Coon, Watson, and Kinsella jointly controlled a variety of companies, which owned office buildings in the GTA, retaining their own construction staff and crews, with a total of 200 employees. One of their subsidiaries purchased Syd-Co Holdings Ltd., which owned the Terminal Tower properties in Hamilton. Elder Limited had no stated interest in Syd-Co.

Plans for Peel Village, as of takeover, included a 15-story apartment, 20-story apartment, a 200000 sqft shopping centre, and a 4,500 room hotel; even today, such a hotel would be in the top 10 largest by rooms in the world.

==Post expansion to real estate==
As their 1961 annual report, Elder Mines & Developments had subsidiaries including Peel Village Developments, Wat-Co Holdings, Shoppers' World (Brampton), Shoppers World (Danforth), and Elder Builders' Supplies. The company's holdings included a gold mine, a major interest Eldrich Mines, which reported significant losses, and large interest in Jean Lake Lithium Mines, and Pump Metal Corporation of Canada. Its president was R. A. Roberts.

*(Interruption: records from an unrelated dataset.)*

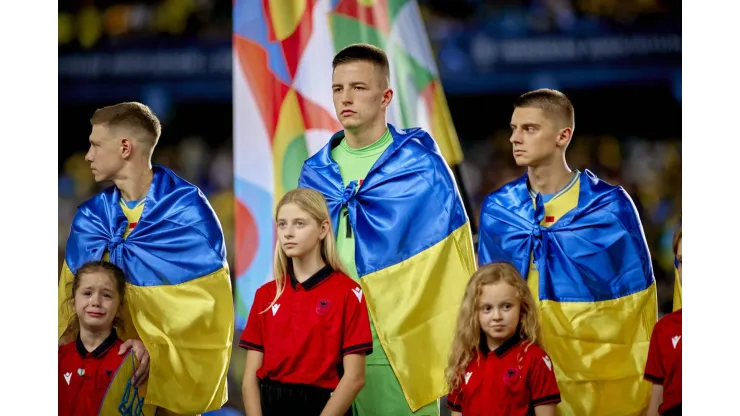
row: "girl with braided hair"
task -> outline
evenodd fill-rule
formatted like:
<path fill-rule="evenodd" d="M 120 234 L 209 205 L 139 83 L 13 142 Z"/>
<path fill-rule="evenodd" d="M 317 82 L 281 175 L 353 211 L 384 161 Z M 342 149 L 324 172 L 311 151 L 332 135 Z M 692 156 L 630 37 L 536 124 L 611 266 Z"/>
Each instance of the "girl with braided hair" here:
<path fill-rule="evenodd" d="M 560 390 L 527 282 L 509 263 L 468 282 L 446 371 L 453 415 L 555 415 Z"/>

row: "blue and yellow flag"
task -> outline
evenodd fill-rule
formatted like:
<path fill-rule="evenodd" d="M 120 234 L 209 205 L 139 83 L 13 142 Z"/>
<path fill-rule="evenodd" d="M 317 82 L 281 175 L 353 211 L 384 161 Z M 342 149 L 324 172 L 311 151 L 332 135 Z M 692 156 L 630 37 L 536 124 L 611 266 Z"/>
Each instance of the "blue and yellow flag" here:
<path fill-rule="evenodd" d="M 479 264 L 507 261 L 527 276 L 533 257 L 560 414 L 638 415 L 650 391 L 642 373 L 658 314 L 650 253 L 624 189 L 588 170 L 579 175 L 574 208 L 549 227 L 526 175 L 489 195 Z"/>
<path fill-rule="evenodd" d="M 468 216 L 437 144 L 418 128 L 388 129 L 393 142 L 359 189 L 357 181 L 344 186 L 331 158 L 344 132 L 305 162 L 298 186 L 324 195 L 335 230 L 347 208 L 370 316 L 415 411 L 447 392 L 444 369 L 475 257 Z"/>
<path fill-rule="evenodd" d="M 234 307 L 221 224 L 200 190 L 154 167 L 141 219 L 128 221 L 113 186 L 80 206 L 59 281 L 61 338 L 74 313 L 74 273 L 109 254 L 123 269 L 121 339 L 141 339 L 150 356 L 148 405 L 180 414 L 220 408 L 234 334 Z"/>

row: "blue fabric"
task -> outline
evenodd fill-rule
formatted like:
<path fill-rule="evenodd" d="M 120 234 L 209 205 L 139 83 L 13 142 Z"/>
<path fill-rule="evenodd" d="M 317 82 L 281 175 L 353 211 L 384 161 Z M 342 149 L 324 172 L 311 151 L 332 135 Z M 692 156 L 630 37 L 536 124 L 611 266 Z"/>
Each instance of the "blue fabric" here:
<path fill-rule="evenodd" d="M 512 263 L 523 276 L 530 253 L 540 274 L 541 300 L 594 302 L 648 288 L 655 280 L 642 224 L 627 192 L 580 174 L 578 206 L 549 228 L 527 175 L 486 197 L 478 238 L 479 264 Z"/>
<path fill-rule="evenodd" d="M 300 188 L 321 192 L 337 231 L 347 207 L 355 232 L 355 261 L 360 277 L 385 269 L 439 243 L 468 221 L 452 171 L 432 137 L 419 128 L 388 124 L 393 142 L 357 189 L 344 186 L 331 149 L 344 131 L 303 165 Z"/>
<path fill-rule="evenodd" d="M 118 188 L 111 186 L 80 206 L 67 240 L 72 273 L 102 259 L 106 250 L 111 263 L 138 286 L 184 283 L 226 265 L 221 224 L 203 193 L 165 167 L 153 169 L 141 219 L 126 239 Z"/>

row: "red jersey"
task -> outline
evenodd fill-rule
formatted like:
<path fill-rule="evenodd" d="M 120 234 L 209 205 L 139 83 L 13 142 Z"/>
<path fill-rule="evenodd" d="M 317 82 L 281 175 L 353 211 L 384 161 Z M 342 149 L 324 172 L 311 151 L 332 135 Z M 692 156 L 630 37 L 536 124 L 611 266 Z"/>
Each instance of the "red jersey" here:
<path fill-rule="evenodd" d="M 277 284 L 257 289 L 239 346 L 264 353 L 260 379 L 334 389 L 342 357 L 373 349 L 362 289 L 328 265 L 303 283 L 292 274 L 285 283 L 272 307 Z"/>
<path fill-rule="evenodd" d="M 475 416 L 527 416 L 536 406 L 560 402 L 550 357 L 514 336 L 494 351 L 481 342 L 447 407 Z"/>
<path fill-rule="evenodd" d="M 660 318 L 650 336 L 645 365 L 645 380 L 663 386 L 663 403 L 659 413 L 667 413 L 681 405 L 681 311 L 679 309 Z"/>
<path fill-rule="evenodd" d="M 94 351 L 80 338 L 59 347 L 59 416 L 97 416 L 103 398 L 126 355 L 116 330 Z"/>

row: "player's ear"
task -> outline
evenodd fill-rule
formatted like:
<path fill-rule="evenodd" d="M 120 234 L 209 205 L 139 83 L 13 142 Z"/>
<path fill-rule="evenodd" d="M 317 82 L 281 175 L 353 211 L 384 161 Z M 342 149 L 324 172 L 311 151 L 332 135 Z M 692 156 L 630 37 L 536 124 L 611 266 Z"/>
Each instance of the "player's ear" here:
<path fill-rule="evenodd" d="M 381 106 L 385 109 L 391 104 L 393 100 L 393 90 L 388 88 L 383 91 L 383 99 L 381 100 Z"/>
<path fill-rule="evenodd" d="M 131 139 L 128 137 L 121 138 L 121 156 L 126 159 L 131 157 L 131 154 L 133 153 L 133 143 L 131 142 Z"/>
<path fill-rule="evenodd" d="M 570 127 L 565 127 L 560 130 L 560 133 L 558 134 L 557 143 L 558 146 L 565 147 L 570 143 L 570 139 L 573 137 L 573 129 Z"/>

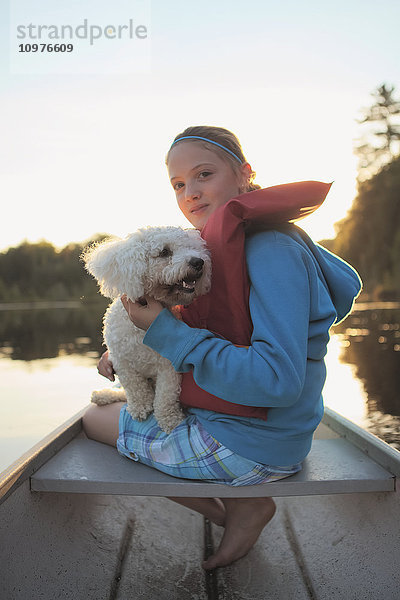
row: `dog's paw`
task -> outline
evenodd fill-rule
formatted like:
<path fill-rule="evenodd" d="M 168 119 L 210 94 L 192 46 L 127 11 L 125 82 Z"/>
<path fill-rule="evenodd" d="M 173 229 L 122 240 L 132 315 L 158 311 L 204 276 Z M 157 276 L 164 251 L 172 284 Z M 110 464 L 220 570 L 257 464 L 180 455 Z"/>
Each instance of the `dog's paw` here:
<path fill-rule="evenodd" d="M 135 421 L 145 421 L 147 417 L 153 412 L 153 410 L 149 410 L 147 408 L 138 408 L 137 406 L 127 406 L 126 410 L 131 415 L 132 419 Z"/>
<path fill-rule="evenodd" d="M 182 423 L 184 418 L 185 415 L 182 412 L 179 412 L 176 415 L 168 415 L 168 417 L 164 418 L 159 417 L 157 419 L 157 423 L 159 424 L 160 428 L 165 431 L 165 433 L 171 433 L 175 427 L 178 427 L 178 425 Z"/>
<path fill-rule="evenodd" d="M 90 401 L 97 406 L 105 406 L 114 402 L 126 402 L 126 396 L 124 390 L 105 388 L 104 390 L 94 390 Z"/>

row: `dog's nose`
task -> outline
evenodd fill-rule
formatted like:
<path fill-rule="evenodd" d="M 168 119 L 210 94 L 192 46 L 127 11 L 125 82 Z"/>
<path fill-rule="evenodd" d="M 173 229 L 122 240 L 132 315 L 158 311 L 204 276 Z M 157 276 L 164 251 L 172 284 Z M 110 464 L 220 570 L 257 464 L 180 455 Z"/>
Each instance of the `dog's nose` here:
<path fill-rule="evenodd" d="M 194 256 L 189 260 L 189 265 L 196 269 L 196 271 L 201 271 L 204 265 L 204 260 L 202 258 L 195 258 Z"/>

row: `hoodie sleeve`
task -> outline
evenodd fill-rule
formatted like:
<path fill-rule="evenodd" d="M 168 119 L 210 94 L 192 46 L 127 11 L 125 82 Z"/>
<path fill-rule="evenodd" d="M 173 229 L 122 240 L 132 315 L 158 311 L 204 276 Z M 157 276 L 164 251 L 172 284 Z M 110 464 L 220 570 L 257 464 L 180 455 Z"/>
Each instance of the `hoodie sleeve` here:
<path fill-rule="evenodd" d="M 311 261 L 298 244 L 274 231 L 252 236 L 246 258 L 254 326 L 249 348 L 191 328 L 166 309 L 144 343 L 177 371 L 193 370 L 201 388 L 228 402 L 290 406 L 306 375 Z"/>

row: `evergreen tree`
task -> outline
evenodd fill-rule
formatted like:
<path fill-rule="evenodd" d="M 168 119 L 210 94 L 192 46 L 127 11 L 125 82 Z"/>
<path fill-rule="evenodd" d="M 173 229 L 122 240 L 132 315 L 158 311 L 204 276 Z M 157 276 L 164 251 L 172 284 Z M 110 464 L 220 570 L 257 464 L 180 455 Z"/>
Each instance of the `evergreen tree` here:
<path fill-rule="evenodd" d="M 400 298 L 400 156 L 359 182 L 350 211 L 335 229 L 333 251 L 359 271 L 370 297 Z"/>
<path fill-rule="evenodd" d="M 372 92 L 374 103 L 363 110 L 358 121 L 367 124 L 361 143 L 356 146 L 359 157 L 358 179 L 364 181 L 399 154 L 400 100 L 394 97 L 394 86 L 385 83 Z M 371 127 L 374 124 L 375 127 Z"/>

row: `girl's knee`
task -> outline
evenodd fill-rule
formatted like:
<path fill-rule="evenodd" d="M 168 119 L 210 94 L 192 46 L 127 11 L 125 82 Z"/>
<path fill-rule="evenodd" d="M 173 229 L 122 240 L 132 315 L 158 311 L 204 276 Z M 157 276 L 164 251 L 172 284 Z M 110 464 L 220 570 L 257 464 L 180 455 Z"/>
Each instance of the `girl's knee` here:
<path fill-rule="evenodd" d="M 119 413 L 123 403 L 106 406 L 90 406 L 82 417 L 85 434 L 92 440 L 116 446 L 118 439 Z"/>
<path fill-rule="evenodd" d="M 95 427 L 95 422 L 96 422 L 96 417 L 94 415 L 95 409 L 96 409 L 96 407 L 92 404 L 91 406 L 89 406 L 86 409 L 86 411 L 82 417 L 83 431 L 86 433 L 86 435 L 89 438 L 92 437 L 92 432 Z"/>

That year, Peel Village Developments created Shoppers World Danforth Limited, which begat one of Toronto's earliest indoor malls, Shoppers World Danforth. The center was created before their Brampton mall project, which had been publicly planned since before 1959. Anchored by T. Eaton Co. Ltd., the targeted completion date was March 1962. When it opened it advertised itself as "the world's largest all electrically heated and air conditioned mall"

In April 1966, New Senator Rouyn and Peel-Elder were reported to have found large quantities of elemental sulphur about three miles (5 km) southwest of Truro, Nova Scotia.

As of March 1971, the stock traded at $18.25. The company was said to be considering a "new town", Peel Village Highlands, and by June, Simpsons .

The company had many of the same management team members as Canadian Goldale.

By July 1977, Hambro Canada Ltd. owned 49.86% of Peel-Elder, or 1,636,978 of the 3,283,374 total shares. They announced that the company would make a cash offer for the outstanding shares of Peel-Elder that they didn't own. The proposed purchase price was CDN$13 a share, or USD$13.25 with the option of shareholders tendering the shares.